Here n is the number of observations.

Step 2: (Minimizing the cost)

Our ultimate purpose is to fine-tune the knobs of our neural network in such a way that the cost is minimized. If your look at our neural network, you'll notice that we can only control the weights and the bias. Everything else is beyond our control. We cannot control the inputs, we cannot control the dot products, and we cannot manipulate the sigmoid function.

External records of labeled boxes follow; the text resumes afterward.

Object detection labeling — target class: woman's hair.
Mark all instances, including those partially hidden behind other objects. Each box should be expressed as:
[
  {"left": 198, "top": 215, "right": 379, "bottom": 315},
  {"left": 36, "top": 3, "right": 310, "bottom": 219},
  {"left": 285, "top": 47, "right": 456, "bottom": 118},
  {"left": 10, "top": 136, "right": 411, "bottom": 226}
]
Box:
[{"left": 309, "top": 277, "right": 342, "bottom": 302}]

In order to minimize the cost, we need to find the weight and bias values for which the cost function returns the smallest value possible. The smaller the cost, the more correct our predictions are.

This is an optimization problem where we have to find the function minima.

To find the minima of a function, we can use the gradient decent algorithm. The gradient decent algorithm can be mathematically represented as follows:

$$ repeat \ until \ convergence: \begin{Bmatrix} w_j := w_j - \alpha \frac{\partial }{\partial w_j} J(w_0,w_1 ....... w_n) \end{Bmatrix} ............. (1) $$

Here in the above equation, J is the cost function. Basically what the above equation says is: find the partial derivative of the cost function with respect to each weight and bias and subtract the result from the existing weight values to get the new weight values.

The derivative of a function gives us its slope at any given point. To find if the cost increases or decreases, given the weight value, we can find the derivative of the function at that particular weight value. If the cost increases with the increase in weight, the derivative will return a positive value which will then be subtracted from the existing value.

On the other hand, if the cost is decreasing with an increase in weight, a negative value will be returned, which will be added to the existing weight value since negative into negative is positive.

In Equation 1, we can see there is an alpha symbol, which is multiplied by the gradient. This is called the learning rate. The learning rate defines how fast our algorithm learns. For more details about how learning rate can be defined, check out this article .

We need to repeat the execution of Equation 1 for all the weights and bias until the cost is minimized to the desirable level. In other words, we need to keep executing Equation 1 until we get such values for bias and weights, for which the cost function returns a value close to zero.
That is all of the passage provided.